Sirach 5: Precepts for Everyday Living
In this reading we see images of a merciful and sometimes wrathful God woven through practical pieces of advice.
Do not say, “His mercy is great, he will forgive the multitude of my sins,” for both mercy and wrath are with him, and his anger will rest on sinners . . . Do not winnow in every wind, or follow every path. Stand firm for what you know, and let your speech be consistent. Be quick to hear, but deliberate in answering. If you know what to say, answer your neighbor; but if not, put your hand over your mouth.
Sirach reminds us that God is patient, forgiving, and understanding of our innermost thoughts and desires, and after reading the instruction from ben Sirach, we will want to explore not only our words and actions but our motivations as well. Why do we do and say what we do and say? When and why are we silent? When and how do we speak? When and where do we act? What do we value and how do we use the gifts we are given? Sirach tells gives us simple precepts for our complicated days.
Do not rely on your wealth, or say, “I have enough.” Do not follow your inclination and strength in pursuing the desires of your heart.
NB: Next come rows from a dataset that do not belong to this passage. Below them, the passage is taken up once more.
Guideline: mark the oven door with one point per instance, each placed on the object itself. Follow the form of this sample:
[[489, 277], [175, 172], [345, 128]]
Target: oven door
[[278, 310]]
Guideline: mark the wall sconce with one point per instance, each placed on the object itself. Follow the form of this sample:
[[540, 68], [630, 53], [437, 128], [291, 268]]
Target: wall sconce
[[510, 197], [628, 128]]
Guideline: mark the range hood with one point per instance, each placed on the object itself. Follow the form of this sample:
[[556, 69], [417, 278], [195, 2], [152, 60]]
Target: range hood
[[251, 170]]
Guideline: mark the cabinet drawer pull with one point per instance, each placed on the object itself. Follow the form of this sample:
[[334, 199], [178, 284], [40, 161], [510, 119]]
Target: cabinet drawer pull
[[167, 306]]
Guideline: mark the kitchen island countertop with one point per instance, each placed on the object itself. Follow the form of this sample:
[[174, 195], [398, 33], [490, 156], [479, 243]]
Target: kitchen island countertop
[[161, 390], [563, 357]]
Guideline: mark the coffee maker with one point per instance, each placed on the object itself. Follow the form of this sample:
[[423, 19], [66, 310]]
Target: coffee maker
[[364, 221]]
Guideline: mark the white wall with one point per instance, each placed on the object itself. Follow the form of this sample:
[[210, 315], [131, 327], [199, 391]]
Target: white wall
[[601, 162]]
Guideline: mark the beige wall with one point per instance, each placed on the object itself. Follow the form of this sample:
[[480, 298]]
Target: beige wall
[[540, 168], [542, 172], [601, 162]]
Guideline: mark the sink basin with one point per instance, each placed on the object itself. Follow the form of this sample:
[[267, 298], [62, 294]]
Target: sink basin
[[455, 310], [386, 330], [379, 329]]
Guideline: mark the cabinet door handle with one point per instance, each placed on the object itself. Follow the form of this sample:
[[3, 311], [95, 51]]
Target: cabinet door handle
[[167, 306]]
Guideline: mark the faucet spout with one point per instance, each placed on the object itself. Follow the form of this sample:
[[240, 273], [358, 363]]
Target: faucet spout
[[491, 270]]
We live in a strange world of too many words and not enough clear information. In our search for clarity, we work to distill truth, measure honesty and reveal deceit. So often the advice of even the wisest among us is not enough so when we cannot see through the fog of abandoned promises, we must raise our eyes and hearts to the originator of our being. When we find ourselves on the knife’s edge of a demanding life, we place tired feet in the well-worn path of Jesus’ Way. And when we find ourselves falling into the depths of a dark and frightening well, we also find that we are falling not into nothingness but into the full and healing arms of the Spirit.
Sirach counsels us with his well-honed words. Jesus calls us with his proven Way. God leads us with a firm and guiding hand. And the Holy Spirit heals us as we move through wounding days. Despite all that frightens or wearies us, there is much to celebrate in our hearts and with others. Let us return to ancient advice that brings light to our darkness and joy to our hearts.